(Sheepishly)
Hello all. I am sorry for my sudden and abrupt disappearance. I had a lot going on in the last few weeks and to be honest, I fell off the weight loss wagon, gained more weight and basically just let it all go. I am back now. I went on vacation (again) to see my family in NJ about ten days after I got back from AZ. While I was there I just lost it. I was eating everything I could get my hands on. I mean it was just undescribable. I even ate muffin mix. I just put it in a bowl, poured in the milk and ate it. I probably gained 20, maybe 30 pounds. I couldn't even tell you how much I weigh now because my bathroom scale is supposed to only go up to 350. At last count, or at least when I started this blog, I weighed 357 and I got that weight from my scale.
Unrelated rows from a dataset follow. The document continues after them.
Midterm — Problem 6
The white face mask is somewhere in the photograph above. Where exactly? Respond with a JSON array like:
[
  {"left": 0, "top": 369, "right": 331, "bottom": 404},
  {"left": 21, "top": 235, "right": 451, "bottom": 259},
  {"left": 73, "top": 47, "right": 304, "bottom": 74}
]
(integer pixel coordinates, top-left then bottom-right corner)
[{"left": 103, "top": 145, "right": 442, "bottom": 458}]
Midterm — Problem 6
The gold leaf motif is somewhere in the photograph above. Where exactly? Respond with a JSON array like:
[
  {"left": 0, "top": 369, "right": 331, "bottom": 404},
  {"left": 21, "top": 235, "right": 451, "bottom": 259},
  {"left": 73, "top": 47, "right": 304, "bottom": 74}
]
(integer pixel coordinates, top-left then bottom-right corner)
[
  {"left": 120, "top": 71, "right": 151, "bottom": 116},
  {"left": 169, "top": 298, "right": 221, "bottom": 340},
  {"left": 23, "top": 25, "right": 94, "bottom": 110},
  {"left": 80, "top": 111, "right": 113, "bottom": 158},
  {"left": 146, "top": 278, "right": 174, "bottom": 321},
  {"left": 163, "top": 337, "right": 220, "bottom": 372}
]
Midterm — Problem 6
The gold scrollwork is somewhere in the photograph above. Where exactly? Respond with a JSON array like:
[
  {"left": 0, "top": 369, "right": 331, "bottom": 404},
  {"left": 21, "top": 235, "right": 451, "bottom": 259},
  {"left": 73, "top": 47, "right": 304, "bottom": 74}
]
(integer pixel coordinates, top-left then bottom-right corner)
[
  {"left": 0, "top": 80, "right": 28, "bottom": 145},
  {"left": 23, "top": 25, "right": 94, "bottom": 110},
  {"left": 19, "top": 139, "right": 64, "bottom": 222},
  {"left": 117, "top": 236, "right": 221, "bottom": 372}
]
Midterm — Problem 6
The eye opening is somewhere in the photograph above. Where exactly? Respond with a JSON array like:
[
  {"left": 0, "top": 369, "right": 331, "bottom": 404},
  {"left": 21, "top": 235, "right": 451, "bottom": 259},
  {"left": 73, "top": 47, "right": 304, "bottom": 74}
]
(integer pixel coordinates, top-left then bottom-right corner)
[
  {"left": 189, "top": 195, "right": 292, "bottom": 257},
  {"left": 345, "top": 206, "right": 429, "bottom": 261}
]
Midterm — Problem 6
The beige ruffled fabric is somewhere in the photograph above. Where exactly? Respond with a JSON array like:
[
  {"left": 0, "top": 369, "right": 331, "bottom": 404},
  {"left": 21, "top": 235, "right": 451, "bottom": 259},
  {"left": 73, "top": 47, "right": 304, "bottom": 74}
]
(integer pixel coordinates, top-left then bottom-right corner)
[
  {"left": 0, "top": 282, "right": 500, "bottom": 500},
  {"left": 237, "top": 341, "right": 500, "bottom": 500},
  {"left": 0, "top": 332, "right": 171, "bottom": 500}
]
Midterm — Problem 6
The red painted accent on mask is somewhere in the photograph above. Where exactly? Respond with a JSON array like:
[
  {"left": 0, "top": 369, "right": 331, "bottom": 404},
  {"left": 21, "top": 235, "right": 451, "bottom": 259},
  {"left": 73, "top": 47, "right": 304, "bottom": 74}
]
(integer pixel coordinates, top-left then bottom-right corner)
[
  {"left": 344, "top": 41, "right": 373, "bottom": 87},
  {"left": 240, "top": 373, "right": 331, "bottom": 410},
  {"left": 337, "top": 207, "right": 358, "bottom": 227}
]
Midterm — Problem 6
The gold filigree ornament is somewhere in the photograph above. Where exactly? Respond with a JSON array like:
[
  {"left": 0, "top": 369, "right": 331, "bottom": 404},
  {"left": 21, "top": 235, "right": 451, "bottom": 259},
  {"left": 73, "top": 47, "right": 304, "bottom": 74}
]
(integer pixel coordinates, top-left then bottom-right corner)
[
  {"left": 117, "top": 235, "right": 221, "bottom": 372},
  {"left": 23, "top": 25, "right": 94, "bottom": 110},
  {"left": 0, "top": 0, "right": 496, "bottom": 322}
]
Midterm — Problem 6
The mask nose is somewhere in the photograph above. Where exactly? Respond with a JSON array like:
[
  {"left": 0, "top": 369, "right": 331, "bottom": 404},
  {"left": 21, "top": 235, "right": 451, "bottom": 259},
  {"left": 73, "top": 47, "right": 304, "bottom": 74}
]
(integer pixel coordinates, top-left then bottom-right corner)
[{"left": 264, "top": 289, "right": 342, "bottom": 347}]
The last time I stepped on it, it just went E as in error, as in "Lady, the error is that you have gotten too fat, and I am tired of telling it to you." So, what brought me back you say? Well, really, a conversation that I had with my husband. He was acting strange, kind of like he was upset with me, and I couldn't for the life of me figure out why. We went to bed saturday night and, I am telling you the truth, I was afraid to go to sleep. I was so scared that my heart was going to stop and I was going to die that I was afraid to go to sleep. So I told my husband and he told me that it is true. He said that he is frustrated with this problem and that he is concerned about my health and that he was reading 1 Corinthians 3:16, 17 and, to paraphrase, it says that you are the temple of God and that if you defile that temple, God will destroy it. He said that he had been praying for me that God would open my eyes and give me the desire to overcome this battle that I have been struggling with all my life. I began to think of my kids. How I had heard this story of a two-year-old girl who called 911 because her mother had some sort of heart problem and passed out and how the mom was overweight. I thought of my babies and how they would be too little to do anything if something happened to me. I thought of the video clip that a friend who also struggles with her weight showed me and how little this lady did to get her weight off just staying persistent. And I decided to come back. Pick this thing up and come back.
4 comments:
I know you don't know me, but I wanted to tell you that I am so proud of you. I have read your previous posts, and I want to offer you some support. I am a military woman myself (AF) and I understand the pain of feeling you are not worthy. Believe me when I say you are beautiful, and I would love to get to know you.
Cyndi (MilitaryMom)
Welcome back! I was reading over diary and I'm glad I found it. I linked you on my page, hope you don't mind! I look forward to watching your continued progress!
Awww... I am SO glad you are back, girl! I know it's not easy to lose weight... but it is SO worth it! And you are not alone!
I checked out that video, and it is amazing! That woman looks great! What an inspiration! I hope you don't mind, but I'm going to post that on my blog, too... along with a link back to your blog. It is just too good to keep a secret! We all need to view that! Thanks for sharing it!
and the crowd roars!!!!
we are all so happy to have you back! i AM soo ohappy to have you back.
get you a scale that will register yoru weight....that way when you beat this thing, your testimony will have even more power bc you can say for certainty whre God brought you from.